Grand Kerala Shopping Festival (GKSF) is an annual shopping event in Kerala, India. The festival is conducted by Kerala's Tourism Department in co-ordination with the Industries & Commerce Department, Finance Department and Local Self Government Department. Through this shopping festival, the Kerala Government intends to transform the State into a hub for international shopping experience and there by Launch "Shopping Tourism" in the state. In the process, the brand image of Kerala Tourism would go a long way to help upgrade the infrastructure of traditional marketing center in Kerala.

== Details ==
The festival first started on 1 December 2007 to next year 15 January lasting for a period of 46 days with an aim to promote and develop commerce, trade and industrial sector of Kerala using the brand value of Kerala Tourism. The objective of the festival is to make the state an International shopping destination over a period of 5 years and create employment to develop traditional trade centers.

During this period stores and shops registered under the GKSF offer wide range of discounts, vat refunds etc.
Along with the guaranteed shopping experience, shoppers are provided with gift coupons for a fixed worth of purchase entering them into weekly and mega lucky draws.

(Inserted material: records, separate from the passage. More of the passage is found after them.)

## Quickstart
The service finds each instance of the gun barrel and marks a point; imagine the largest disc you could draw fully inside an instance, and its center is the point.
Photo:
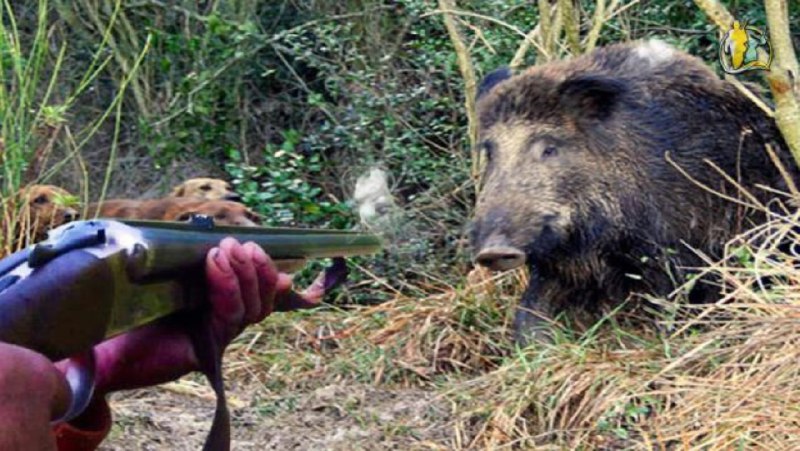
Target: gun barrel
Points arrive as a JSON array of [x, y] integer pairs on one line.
[[180, 244], [94, 279]]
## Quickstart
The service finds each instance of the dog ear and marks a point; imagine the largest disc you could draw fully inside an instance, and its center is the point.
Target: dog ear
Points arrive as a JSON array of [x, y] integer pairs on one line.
[[178, 191]]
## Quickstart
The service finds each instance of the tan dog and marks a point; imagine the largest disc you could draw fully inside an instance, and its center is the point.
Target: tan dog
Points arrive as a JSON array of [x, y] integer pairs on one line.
[[206, 188], [176, 209], [43, 207]]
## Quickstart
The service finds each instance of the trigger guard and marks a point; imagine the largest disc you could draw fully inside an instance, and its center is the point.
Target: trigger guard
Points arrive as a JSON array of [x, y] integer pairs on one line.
[[80, 374]]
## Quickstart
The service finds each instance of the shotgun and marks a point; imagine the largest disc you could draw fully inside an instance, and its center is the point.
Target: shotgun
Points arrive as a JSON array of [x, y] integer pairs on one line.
[[93, 280]]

The festival is a strong step taken forward to regain the lost glory of Kerala in the map of international trade and commerce. The Government aims to utilize the growth in the tourism sector to develop the state as an international trade and tourism destination. As compared to shopping festivals being held in other countries, this Festival converts the entire state of Kerala into a giant shopping mall, incorporating not just the big players, but also the small and medium scale industries.

Over 3,000 outlets selling jewellery, electronic goods, textiles, consumer-durables, cars and autos, as well as hotels, restaurants and shopping malls across the state register for this several days long Shopping Festival. The aim of the festival is to make Kerala an international shopping destination in five years on lines of Dubai and Singapore and thereby attract tourists in large number to the state. Regional hubs of commercial activity are being planned in major cities and towns for the shopping festival.

The 6th season of GKSF (2012-2013) also featured a contemporary art fair. The exhibition-come-sale featuring more than 300 works by over 200 artists was a first-of-its-kind attempt to address the lack of marketing opportunities for Kerala artists. The fair was inaugurated at Kanakakkunnu Palace in Thiruvananthapuram by Chief Minister Oommen Chandy with the sale of two paintings.